Striding past some Toyota Bore-olas, I spy a Dodge Avenger (an SXT, with go-fast bits and an iPod jack). If I want to go green instead of fast, they’ve got Prius sedans, and, can it be? One of them is blocking a gun-metal grey G6 coupe with GT badges.
Jackpot! The top engine, suspension and tire combo, with black leather, sunroof and big audio. It’s a close call, but the Avenger’s out when I see the Pontiac’s got an iPod jack, too. The only problem is moving the Prius. I’m not risking anybody telling me I can’t have what I want, so I move it myself. With its weird controls, wiggly joystick and push-button starter, I’m hoping it doesn’t blow up while I wait for its systems to respond to my commands, so I can get it the hell out of the way.

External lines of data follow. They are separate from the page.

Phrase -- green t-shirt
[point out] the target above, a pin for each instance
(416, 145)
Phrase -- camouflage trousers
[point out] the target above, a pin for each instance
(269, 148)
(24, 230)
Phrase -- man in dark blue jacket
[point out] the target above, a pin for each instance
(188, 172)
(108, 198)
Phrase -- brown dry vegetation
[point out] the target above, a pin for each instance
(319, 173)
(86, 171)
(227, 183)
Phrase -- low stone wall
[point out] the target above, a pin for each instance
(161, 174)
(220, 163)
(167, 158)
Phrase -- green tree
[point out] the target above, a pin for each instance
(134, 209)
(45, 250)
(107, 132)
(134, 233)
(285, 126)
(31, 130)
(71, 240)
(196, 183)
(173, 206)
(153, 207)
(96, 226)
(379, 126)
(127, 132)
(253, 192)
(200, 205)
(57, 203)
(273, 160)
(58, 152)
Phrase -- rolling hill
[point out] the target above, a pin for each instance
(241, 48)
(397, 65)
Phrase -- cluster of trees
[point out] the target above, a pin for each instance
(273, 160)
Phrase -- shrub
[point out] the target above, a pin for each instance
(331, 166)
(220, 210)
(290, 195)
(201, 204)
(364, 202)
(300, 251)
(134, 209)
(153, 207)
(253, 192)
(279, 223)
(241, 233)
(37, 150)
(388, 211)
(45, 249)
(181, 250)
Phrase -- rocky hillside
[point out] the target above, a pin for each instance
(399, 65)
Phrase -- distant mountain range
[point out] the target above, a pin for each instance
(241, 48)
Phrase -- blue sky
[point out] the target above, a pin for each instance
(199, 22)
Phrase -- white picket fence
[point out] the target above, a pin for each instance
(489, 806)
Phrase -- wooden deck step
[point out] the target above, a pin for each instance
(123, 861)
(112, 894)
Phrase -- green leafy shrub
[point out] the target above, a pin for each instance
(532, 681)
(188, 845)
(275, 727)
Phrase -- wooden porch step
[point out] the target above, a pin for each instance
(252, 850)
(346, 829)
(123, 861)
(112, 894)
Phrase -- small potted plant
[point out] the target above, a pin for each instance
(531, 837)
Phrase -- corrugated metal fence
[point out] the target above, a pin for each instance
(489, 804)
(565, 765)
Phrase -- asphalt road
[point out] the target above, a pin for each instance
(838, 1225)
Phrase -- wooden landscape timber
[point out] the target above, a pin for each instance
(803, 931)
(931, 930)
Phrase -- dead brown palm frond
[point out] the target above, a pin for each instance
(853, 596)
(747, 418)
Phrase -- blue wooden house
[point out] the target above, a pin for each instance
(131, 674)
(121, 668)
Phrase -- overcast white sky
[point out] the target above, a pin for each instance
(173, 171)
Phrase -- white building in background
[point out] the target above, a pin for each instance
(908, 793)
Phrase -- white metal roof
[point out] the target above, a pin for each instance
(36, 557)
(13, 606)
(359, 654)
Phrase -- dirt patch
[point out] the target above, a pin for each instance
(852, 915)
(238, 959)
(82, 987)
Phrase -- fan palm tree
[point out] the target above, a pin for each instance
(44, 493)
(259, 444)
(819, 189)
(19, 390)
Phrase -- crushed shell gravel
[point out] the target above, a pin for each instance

At last, I’m in, and soon, I’m out, before anyone’s the wiser, enjoying that “number one top big shot luxury lifestyle to go,” blasting up the corkscrew to State Road 112, wondering if I’m driving a car they don’t really rent, just take home themselves. But there’s one thing I’m sure about. If there’s a rental car heaven, it has to look like Miami. This I know. I’ve seen it.